Le square Yasser-Arafat, renommé récemment en l'honneur du leader palestinien mort en 2004, avait été pavoisé de fanions aux couleurs du drapeau palestinien. Dans une ambiance festive, brandissant drapeaux et portraits de leur président, des Palestiniens de tous âges ont célébré la demande officielle d'adhésion d'un État palestinien présentée à l'ONU hier.

«Le peuple veut déclarer un État», «Palestine 194», ont scandé les manifestants, en référence à leur espoir de voir la Palestine devenir le 194e État membre de l'ONU. Des rassemblements ont aussi eu lieu à Hébron et à Naplouse.

Même si la création d'un pays est loin d'être gagnée, le geste de Mahmoud Abbas semble avoir redonné espoir aux Palestiniens. «Je suis très contente de la demande à l'ONU, a dit Maha Rabei, avocate de 33 ans rencontrée sur place. J'espère que nous aurons un pays. Et si nous ne l'obtenons pas à l'ONU, je crois que ça peut quand même apporter quelque chose de positif pour l'avenir. Cela aura de bonnes conséquences, même si ça prend un an ou deux.»

Palestinien tué

Si la manifestation s'est déroulée dans une ambiance joyeuse, des violences ont été signalées ailleurs en Cisjordanie. Un homme a été tué par les troupes israéliennes dans le village de Qusra, près de Naplouse. Les soldats auraient utilisé de vraies balles pour disperser les affrontements entre des villageois palestiniens et des colons israéliens, selon l'agence Reuters. Trois autres Palestiniens ont été blessés légèrement par des balles de caoutchouc.

Des heurts ont également été signalés dans le village de Nabi Saleh, théâtre tous les vendredis d'une manifestation contre le mur de séparation israélien.

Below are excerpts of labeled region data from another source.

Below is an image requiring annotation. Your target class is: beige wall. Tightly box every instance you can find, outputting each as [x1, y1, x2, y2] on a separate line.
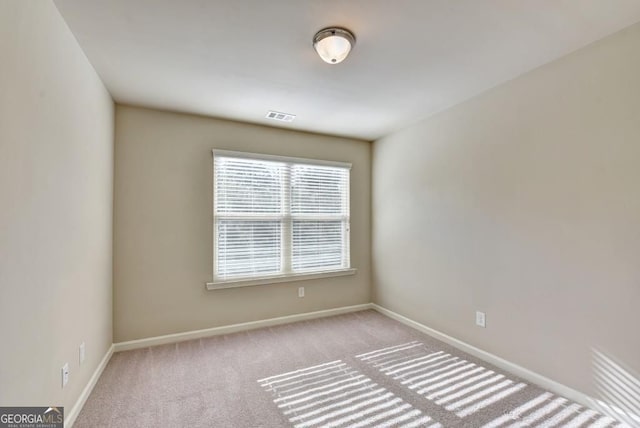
[0, 0, 114, 413]
[114, 106, 371, 342]
[372, 25, 640, 396]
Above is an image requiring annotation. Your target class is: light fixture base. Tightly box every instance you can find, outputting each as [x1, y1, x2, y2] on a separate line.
[313, 27, 356, 64]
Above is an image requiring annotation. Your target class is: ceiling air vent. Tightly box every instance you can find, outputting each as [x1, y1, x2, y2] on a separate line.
[265, 110, 296, 122]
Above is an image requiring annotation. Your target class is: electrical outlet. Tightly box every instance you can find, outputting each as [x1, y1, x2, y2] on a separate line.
[62, 363, 69, 388]
[476, 311, 487, 327]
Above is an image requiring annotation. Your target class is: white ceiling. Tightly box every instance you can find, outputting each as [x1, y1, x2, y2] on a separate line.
[55, 0, 640, 140]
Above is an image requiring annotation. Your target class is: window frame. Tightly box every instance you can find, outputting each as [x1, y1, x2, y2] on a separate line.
[206, 149, 357, 290]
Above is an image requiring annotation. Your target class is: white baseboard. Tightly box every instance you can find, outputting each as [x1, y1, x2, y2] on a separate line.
[371, 303, 640, 426]
[113, 303, 372, 352]
[64, 345, 114, 428]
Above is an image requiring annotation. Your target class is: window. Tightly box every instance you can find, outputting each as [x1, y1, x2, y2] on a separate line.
[207, 150, 353, 288]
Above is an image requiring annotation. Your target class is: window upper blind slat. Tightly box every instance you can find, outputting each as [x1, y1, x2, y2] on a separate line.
[214, 155, 350, 281]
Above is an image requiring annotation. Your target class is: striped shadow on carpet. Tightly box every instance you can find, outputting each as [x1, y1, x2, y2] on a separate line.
[258, 360, 442, 428]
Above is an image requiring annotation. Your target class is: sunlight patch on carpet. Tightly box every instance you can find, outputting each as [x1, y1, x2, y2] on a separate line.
[356, 341, 527, 418]
[258, 360, 442, 428]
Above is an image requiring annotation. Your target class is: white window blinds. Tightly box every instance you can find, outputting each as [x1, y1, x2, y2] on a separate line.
[214, 151, 350, 282]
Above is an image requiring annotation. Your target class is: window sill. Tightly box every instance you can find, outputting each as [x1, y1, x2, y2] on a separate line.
[207, 268, 358, 290]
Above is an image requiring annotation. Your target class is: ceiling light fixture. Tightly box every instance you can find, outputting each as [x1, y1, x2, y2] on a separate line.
[313, 27, 356, 64]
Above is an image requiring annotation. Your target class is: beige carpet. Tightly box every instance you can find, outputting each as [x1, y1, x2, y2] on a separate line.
[75, 311, 625, 428]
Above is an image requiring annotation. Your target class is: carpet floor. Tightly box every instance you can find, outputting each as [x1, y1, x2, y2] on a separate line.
[74, 310, 626, 428]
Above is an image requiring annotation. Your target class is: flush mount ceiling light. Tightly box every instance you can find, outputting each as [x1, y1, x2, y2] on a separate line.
[313, 27, 356, 64]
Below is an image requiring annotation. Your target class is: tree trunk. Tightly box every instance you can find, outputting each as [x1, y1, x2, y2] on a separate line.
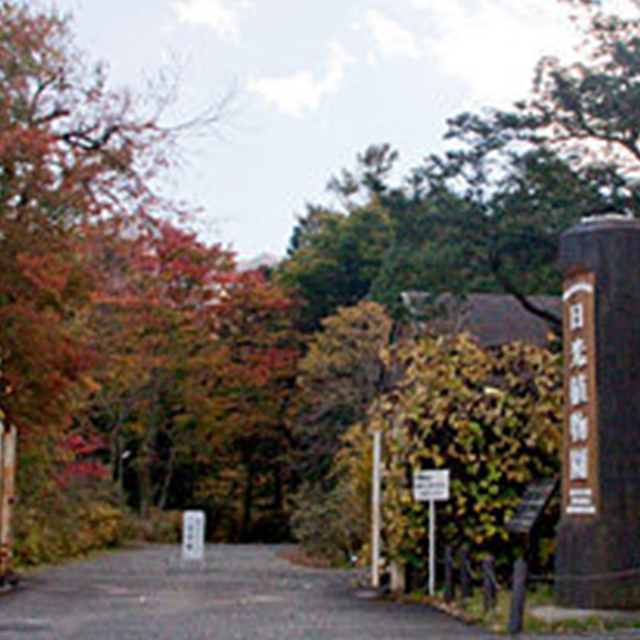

Des troubles ont aussi éclaté en après-midi près du poste de contrôle de Qalandia, accès principal entre Jérusalem et Ramallah, qui avait été fermé en prévision d'affrontements. De jeunes Palestiniens auraient lancé des pierres aux soldats israéliens. Les militaires ont tiré plusieurs grenades lacrymogènes sur la foule.

À quelques centaines de mètres, les commerçants observaient les nuages blancs à l'odeur âcre et les ambulances qui roulaient à toute vitesse.

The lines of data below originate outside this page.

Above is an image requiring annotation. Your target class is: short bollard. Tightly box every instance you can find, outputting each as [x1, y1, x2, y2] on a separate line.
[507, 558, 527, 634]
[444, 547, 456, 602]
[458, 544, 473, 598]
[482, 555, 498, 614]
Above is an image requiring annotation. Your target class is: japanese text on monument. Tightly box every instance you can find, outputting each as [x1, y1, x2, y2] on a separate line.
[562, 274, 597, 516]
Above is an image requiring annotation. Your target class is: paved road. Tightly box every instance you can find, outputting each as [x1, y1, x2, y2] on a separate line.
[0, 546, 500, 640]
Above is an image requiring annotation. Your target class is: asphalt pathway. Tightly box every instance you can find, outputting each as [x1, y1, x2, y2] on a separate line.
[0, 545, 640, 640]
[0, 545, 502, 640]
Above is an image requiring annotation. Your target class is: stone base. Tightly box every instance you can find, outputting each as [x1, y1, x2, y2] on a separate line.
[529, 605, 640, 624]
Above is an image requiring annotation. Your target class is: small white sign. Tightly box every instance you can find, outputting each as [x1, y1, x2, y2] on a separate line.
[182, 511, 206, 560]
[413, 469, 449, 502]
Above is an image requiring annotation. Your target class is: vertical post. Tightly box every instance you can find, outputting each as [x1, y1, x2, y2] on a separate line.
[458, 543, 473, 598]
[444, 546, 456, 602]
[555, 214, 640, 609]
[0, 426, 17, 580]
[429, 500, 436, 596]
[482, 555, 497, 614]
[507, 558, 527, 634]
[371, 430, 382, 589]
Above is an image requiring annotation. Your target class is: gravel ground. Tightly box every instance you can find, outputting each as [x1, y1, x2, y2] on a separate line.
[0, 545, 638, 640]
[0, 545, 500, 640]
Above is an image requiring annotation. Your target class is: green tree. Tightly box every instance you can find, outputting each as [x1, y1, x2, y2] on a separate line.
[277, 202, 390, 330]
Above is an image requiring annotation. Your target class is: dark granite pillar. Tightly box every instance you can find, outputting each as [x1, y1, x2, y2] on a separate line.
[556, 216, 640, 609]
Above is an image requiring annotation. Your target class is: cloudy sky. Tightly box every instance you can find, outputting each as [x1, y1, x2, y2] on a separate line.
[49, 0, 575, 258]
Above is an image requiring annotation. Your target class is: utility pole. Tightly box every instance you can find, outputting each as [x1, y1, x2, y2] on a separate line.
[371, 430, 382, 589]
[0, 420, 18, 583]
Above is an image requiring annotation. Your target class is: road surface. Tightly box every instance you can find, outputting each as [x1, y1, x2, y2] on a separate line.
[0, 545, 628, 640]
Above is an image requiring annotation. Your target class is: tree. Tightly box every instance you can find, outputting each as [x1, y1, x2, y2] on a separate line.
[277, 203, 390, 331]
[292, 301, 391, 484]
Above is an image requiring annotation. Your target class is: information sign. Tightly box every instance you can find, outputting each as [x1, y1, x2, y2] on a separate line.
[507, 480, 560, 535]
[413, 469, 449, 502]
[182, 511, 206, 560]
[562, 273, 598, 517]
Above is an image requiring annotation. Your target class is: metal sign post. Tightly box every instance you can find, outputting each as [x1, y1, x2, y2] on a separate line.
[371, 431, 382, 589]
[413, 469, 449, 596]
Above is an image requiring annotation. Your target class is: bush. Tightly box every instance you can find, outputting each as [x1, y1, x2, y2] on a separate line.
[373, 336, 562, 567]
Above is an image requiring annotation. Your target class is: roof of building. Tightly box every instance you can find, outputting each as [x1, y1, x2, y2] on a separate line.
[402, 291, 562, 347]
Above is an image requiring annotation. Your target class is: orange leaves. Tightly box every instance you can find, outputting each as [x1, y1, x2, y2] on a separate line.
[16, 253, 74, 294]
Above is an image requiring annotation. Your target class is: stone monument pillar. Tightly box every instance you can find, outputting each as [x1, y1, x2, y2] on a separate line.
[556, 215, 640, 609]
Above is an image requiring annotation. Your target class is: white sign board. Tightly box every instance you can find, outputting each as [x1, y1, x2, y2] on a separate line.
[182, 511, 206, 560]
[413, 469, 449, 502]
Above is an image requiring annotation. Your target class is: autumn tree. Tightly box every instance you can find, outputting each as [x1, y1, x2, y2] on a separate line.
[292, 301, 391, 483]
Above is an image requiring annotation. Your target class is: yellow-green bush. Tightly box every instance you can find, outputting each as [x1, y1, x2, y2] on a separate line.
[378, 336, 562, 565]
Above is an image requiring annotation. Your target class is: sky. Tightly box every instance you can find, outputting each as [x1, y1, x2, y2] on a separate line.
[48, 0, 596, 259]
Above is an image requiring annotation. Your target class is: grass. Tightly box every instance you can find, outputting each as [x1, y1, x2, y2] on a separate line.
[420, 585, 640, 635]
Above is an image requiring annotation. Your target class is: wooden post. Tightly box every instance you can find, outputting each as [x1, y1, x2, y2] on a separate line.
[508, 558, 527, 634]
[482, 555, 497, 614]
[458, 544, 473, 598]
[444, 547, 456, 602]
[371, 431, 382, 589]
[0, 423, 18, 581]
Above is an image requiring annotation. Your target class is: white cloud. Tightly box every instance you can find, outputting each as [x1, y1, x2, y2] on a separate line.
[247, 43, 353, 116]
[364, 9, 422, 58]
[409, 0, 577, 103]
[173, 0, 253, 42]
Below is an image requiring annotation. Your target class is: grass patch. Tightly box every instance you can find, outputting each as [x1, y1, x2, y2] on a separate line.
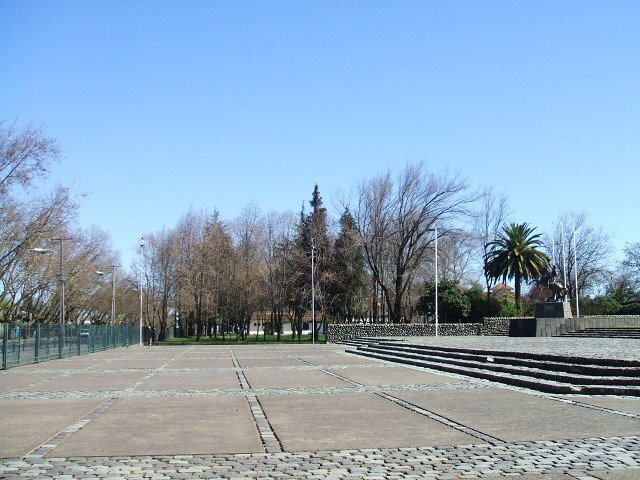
[156, 334, 325, 345]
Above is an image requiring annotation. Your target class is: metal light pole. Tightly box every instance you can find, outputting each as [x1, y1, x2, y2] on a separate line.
[311, 240, 316, 345]
[573, 218, 580, 318]
[427, 227, 438, 337]
[139, 237, 144, 346]
[96, 265, 120, 347]
[31, 237, 70, 358]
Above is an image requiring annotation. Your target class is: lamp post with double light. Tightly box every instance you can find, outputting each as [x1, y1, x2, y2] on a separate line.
[31, 237, 70, 358]
[427, 227, 438, 337]
[139, 237, 144, 346]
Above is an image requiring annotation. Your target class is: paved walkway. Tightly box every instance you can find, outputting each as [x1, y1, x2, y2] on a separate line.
[0, 337, 640, 479]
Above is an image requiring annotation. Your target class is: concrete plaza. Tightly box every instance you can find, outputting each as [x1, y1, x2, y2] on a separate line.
[0, 337, 640, 480]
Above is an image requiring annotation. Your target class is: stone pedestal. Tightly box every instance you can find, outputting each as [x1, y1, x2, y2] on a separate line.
[536, 302, 573, 318]
[509, 302, 573, 337]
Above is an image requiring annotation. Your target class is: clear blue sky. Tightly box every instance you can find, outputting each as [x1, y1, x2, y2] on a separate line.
[0, 0, 640, 264]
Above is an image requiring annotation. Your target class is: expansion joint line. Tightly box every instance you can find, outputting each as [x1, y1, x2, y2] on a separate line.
[229, 347, 283, 453]
[280, 352, 505, 445]
[24, 397, 118, 458]
[24, 347, 193, 458]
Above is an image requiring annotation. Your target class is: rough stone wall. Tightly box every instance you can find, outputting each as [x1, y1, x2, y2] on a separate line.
[327, 315, 640, 343]
[327, 323, 482, 343]
[559, 315, 640, 333]
[482, 317, 533, 335]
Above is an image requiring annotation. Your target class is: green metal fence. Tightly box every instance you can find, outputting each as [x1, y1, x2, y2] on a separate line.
[0, 323, 140, 370]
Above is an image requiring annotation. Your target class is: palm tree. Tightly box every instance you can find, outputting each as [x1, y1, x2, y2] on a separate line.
[484, 223, 549, 305]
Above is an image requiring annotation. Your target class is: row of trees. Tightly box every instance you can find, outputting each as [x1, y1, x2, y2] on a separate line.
[0, 123, 640, 339]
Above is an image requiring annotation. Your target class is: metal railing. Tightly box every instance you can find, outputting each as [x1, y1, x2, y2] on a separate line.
[0, 322, 146, 370]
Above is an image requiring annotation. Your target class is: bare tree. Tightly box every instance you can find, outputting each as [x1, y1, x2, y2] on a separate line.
[0, 120, 60, 201]
[352, 164, 475, 323]
[622, 242, 640, 291]
[475, 187, 510, 305]
[545, 212, 612, 298]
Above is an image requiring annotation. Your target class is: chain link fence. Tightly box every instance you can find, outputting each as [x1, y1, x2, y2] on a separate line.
[0, 322, 149, 370]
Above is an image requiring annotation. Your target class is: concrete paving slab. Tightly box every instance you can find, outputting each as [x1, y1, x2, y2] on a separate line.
[391, 388, 640, 442]
[298, 353, 382, 366]
[168, 357, 233, 369]
[0, 370, 56, 392]
[23, 370, 146, 392]
[237, 356, 305, 368]
[85, 358, 171, 370]
[566, 395, 640, 416]
[258, 393, 480, 452]
[244, 370, 351, 388]
[137, 370, 241, 391]
[48, 396, 262, 457]
[0, 398, 103, 458]
[329, 366, 465, 385]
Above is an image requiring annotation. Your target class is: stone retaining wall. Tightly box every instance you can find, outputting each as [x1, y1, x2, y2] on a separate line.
[327, 323, 482, 343]
[327, 315, 640, 343]
[538, 315, 640, 336]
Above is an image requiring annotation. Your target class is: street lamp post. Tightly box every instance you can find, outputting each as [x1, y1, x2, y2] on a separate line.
[139, 237, 144, 346]
[311, 240, 316, 345]
[96, 265, 119, 347]
[31, 237, 70, 358]
[427, 227, 438, 337]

Yehia Fialay, jeune homme de 21 ans, avait quitté la pâtisserie où il travaille pour regarder la scène. Il approuvait le geste des jeunes lanceurs de pierres, mais il n'avait aucune intention de se rendre au centre de Ramallah pour regarder le discours du président. «Je ne soutiens pas la demande et je ne suis pas d'accord avec Abbas», a-t-il dit, rappelant la déclaration d'indépendance faite par Arafat en 1988. Selon lui, le gouvernement devrait exercer les pleins pouvoirs sur le territoire sans demander l'approbation de l'ONU.

Les arcanes de l'ONU

La demande de reconnaissance de l'État palestinien souffrira-t-elle de «mort par comité de l'ONU»? C'est la question que pose Salman Shaikh, directeur du Centre Brookings de Doha, succursale d'un groupe de réflexion de gauche américain.

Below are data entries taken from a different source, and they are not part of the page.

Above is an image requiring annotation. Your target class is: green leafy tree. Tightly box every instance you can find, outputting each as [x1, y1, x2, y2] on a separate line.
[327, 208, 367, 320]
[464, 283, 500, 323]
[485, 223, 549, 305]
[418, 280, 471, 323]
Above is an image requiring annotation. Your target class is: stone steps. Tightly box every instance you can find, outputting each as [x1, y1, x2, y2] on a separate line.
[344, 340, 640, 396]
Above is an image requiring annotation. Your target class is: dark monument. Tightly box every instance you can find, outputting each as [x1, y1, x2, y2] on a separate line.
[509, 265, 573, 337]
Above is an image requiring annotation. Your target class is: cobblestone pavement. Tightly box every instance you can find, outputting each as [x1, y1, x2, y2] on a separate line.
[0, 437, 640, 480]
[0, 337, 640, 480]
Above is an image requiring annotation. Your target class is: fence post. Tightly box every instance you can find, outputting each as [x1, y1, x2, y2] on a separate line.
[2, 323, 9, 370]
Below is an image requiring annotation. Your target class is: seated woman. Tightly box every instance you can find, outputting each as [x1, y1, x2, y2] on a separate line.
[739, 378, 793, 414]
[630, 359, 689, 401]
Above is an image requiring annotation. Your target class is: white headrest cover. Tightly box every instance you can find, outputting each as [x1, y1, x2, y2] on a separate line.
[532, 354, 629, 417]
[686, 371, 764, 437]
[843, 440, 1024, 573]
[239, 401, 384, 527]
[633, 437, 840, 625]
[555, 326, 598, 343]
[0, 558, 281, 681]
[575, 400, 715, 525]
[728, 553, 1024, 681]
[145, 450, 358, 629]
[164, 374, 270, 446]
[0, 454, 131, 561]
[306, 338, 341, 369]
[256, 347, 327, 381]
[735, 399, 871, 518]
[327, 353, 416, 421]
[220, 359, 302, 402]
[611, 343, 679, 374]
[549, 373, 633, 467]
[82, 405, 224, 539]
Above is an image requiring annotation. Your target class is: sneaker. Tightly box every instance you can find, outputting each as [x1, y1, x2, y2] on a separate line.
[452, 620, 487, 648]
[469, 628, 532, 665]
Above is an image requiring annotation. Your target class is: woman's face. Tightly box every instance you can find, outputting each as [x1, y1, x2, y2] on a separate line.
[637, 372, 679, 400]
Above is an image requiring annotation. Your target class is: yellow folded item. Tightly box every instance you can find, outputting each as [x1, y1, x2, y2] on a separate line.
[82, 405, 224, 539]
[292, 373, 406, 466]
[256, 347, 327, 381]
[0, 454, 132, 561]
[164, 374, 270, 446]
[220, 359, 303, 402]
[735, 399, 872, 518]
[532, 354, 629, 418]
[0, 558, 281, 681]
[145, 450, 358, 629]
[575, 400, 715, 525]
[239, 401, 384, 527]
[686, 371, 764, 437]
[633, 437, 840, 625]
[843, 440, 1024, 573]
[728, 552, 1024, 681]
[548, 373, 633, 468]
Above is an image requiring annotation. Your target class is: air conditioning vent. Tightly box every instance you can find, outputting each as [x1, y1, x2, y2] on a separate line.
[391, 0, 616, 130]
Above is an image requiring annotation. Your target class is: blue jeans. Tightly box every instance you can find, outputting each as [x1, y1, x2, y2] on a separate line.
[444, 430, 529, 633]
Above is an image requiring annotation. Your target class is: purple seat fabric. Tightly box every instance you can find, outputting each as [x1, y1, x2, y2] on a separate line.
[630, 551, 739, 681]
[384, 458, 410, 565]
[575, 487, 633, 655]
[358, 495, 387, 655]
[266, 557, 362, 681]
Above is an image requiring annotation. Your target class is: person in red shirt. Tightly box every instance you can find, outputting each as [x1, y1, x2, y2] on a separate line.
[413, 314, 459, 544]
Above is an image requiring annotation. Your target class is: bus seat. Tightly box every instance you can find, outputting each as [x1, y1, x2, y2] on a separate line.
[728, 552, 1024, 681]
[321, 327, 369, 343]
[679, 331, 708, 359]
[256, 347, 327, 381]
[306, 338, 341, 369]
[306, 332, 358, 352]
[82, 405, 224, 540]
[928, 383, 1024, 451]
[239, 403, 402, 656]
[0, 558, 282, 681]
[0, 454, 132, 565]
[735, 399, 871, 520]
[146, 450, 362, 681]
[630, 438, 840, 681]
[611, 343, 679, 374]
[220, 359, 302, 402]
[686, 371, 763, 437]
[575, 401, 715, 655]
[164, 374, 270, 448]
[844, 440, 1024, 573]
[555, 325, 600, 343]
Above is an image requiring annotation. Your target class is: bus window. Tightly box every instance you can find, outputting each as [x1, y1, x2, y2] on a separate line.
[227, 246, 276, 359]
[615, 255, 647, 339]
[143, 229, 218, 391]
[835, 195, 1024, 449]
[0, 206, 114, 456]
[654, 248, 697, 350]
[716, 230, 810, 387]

Dans une analyse publiée sur le site internet de Brookings, M. Shaikh indique que le Conseil de sécurité adressera probablement la requête au «Comité sur l'admission des nouveaux membres», qui regroupe les 15 membres du Conseil. Et que ce Comité pourrait étirer les discussions sur ce cas pendant des semaines, voire des mois.

Par contre, en cas de veto américain à une réponse positive du Conseil de sécurité, la Palestine pourrait demander que ce veto soit annulé par une majorité des deux tiers de l'assemblée générale de l'ONU. La BBC note par ailleurs que si le Conseil de sécurité proposait comme compromis que la Palestine soit admise en tant qu' «État observateur non membre», le même statut que le Vatican (et que la Suisse jusqu'en 2002), cela pourrait signifier qu'elle perdrait le droit de représenter la diaspora palestinienne, forte de quatre millions de personnes. La France a fait cette proposition cette semaine.